A gunman suspected of killing two Swedish nationals in a terrorist attack in Brussels has died after being shot by police, bringing an end to an overnight manhunt.
The Belgian federal prosecutor’s office confirmed Tuesday that the suspect, whose identity is yet to be confirmed, has been killed.
Public broadcaster RTBF reported earlier that the suspect was killed during a police operation Tuesday morning in the Cage aux Ours district in the Brussels municipality of Schaerbeek, northeast of of the capital. He was carrying a weapon, RTBF reported.
The suspected gunman’s deadly attack Monday night came as Belgium hosted Sweden in a Euro 2024 qualifier soccer game at the King Baudouin Stadium 3 miles (5 kilometers) from downtown Brussels, forcing the match to be abandoned at half-time.
The stadium was later evacuated and fans were told to return home immediately, according to the National Crisis Center.
In a video posted on social media, a man identifying himself as the gunman claimed “to be inspired by the Islamic State,” a spokesperson for Belgium’s federal prosecutor’s office said, adding “the Swedish nationality of the victims was mentioned as a probable motivation for the act.”
“At this stage, there are no indications of a potential link with the Israeli-Palestinian situation. On the basis of both the facts and the claim, security measures have been taken as a matter of urgency to protect Swedish fans as much as possible,” spokesperson Eric Van Duyse said during a news conference.
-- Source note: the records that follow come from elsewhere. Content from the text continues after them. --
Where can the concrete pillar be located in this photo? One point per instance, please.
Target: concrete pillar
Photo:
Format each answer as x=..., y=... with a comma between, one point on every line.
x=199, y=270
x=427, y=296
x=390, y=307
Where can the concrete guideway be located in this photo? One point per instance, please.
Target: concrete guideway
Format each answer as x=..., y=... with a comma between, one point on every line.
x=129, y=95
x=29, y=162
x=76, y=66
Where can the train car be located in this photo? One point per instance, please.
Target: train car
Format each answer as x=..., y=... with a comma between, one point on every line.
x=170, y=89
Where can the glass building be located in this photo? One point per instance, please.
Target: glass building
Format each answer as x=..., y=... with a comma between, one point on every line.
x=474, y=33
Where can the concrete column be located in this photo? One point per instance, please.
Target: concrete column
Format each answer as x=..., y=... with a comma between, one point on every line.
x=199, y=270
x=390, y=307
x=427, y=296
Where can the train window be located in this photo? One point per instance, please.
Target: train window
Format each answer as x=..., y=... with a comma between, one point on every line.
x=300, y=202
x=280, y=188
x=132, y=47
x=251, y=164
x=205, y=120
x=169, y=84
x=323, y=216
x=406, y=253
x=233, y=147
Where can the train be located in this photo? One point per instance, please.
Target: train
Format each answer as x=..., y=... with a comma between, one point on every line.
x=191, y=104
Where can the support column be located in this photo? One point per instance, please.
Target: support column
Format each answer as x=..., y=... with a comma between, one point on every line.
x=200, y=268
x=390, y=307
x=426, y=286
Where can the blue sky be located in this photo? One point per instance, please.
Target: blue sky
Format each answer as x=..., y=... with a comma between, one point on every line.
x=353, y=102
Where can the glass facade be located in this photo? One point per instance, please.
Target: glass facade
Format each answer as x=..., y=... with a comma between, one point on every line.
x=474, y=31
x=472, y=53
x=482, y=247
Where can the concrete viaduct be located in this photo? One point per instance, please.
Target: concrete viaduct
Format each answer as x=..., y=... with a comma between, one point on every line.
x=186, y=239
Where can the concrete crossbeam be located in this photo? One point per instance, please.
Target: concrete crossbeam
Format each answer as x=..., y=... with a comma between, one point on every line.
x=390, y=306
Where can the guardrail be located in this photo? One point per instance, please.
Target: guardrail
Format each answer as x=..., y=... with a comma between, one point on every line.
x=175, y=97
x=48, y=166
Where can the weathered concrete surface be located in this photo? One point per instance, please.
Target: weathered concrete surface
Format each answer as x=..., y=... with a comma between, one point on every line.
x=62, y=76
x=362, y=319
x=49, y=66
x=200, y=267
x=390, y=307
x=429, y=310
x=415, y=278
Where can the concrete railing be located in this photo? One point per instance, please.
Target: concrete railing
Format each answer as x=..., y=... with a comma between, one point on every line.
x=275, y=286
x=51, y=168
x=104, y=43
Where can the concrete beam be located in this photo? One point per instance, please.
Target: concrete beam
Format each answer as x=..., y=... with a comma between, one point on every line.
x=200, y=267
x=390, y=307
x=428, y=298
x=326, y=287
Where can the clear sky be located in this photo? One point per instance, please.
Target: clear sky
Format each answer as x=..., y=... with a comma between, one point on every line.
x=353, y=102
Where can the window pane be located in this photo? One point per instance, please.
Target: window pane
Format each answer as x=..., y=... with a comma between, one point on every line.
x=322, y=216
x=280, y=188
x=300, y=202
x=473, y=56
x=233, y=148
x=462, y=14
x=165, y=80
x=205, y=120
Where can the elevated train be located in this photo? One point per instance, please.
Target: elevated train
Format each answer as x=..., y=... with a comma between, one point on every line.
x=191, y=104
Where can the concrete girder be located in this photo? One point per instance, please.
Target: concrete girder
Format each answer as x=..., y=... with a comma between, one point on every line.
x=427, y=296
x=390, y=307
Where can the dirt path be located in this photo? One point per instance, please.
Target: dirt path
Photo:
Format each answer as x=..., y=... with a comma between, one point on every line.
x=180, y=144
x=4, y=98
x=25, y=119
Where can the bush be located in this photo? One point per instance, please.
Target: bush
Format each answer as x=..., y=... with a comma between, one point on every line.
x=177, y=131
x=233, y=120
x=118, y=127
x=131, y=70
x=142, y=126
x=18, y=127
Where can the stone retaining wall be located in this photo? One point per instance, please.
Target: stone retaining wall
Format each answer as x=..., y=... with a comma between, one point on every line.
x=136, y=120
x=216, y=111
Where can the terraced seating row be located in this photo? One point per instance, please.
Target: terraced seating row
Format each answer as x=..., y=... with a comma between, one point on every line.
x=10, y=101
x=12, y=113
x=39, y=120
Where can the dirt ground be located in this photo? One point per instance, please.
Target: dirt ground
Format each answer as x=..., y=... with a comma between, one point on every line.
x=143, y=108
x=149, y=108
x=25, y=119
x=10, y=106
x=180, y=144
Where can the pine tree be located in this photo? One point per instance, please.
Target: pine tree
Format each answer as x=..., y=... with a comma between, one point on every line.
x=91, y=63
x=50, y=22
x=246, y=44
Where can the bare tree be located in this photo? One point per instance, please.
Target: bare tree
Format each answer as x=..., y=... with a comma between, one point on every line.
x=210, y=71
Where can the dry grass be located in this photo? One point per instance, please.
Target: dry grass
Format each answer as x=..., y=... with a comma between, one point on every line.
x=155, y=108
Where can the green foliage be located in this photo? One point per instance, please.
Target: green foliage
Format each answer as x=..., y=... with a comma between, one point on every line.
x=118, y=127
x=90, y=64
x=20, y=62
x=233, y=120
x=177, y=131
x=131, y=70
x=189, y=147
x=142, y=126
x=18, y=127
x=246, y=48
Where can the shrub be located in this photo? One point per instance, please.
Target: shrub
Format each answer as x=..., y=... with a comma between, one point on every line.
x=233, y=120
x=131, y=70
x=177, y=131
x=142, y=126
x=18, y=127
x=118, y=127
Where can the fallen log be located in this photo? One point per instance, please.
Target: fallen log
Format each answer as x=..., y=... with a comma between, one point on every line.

The deadly shooting follows a spate of Quran-burning protests in Sweden and Denmark that has caused angry demonstrations in Muslim-majority countries, heightened security fears and left both Scandinavian nations questioning whether they need to review their liberal laws on freedom of speech.
A witness to the attack told Reuters that he heard a first gun shot, saw a couple running away and saw a white car accelerate past.
“That’s when I saw the assailant enter the building, who shot twice towards the man,” he said. “The man fell to the ground. I saw him fall because I was just nearby, I could see everything that was happening inside. I stayed there. I was frozen, I couldn’t move. I’m still shivering because of what happened. And then the man came back and shot another bullet, and he came out.”
Belgian authorities condemned the attack.
“Horrified by the terrorist attack that claimed two victims in the heart of Brussels,” Belgian Foreign Minister Hadja Lahbib posted to X, formerly known as Twitter. “All necessary means must be mobilized to combat radicalism. Our thoughts go out to the victims, their families, and our police forces.”
Police were on the streets of Brussels to ensure safety, the city’s mayor Philippe Close posted on X.
In a post Tuesday on X, Belgium’s Prime Minister Alexander De Croo offered his “deepest condolences to the relatives of this cowardly attack.”
After the suspected gunman was killed, the Belgian prime minister said on X that “our priority goes to the families of the victims to make sure they get the appropriate support.”
“We are now making sure the Swedish soccer fans can travel back home safely,” he added.
Sweden’s Prime Minister Ulf Kristersson expressed his appreciation for the “international solidarity for Sweden” in a post on X on Tuesday.
He added: “While we mourn the victims, my government is working closely with relevant agencies and international partners. Together we stand united against terrorism.”
The country’s Crisis Center also posted to X asking people not to share images or videos of the incident “out of respect” for the victims.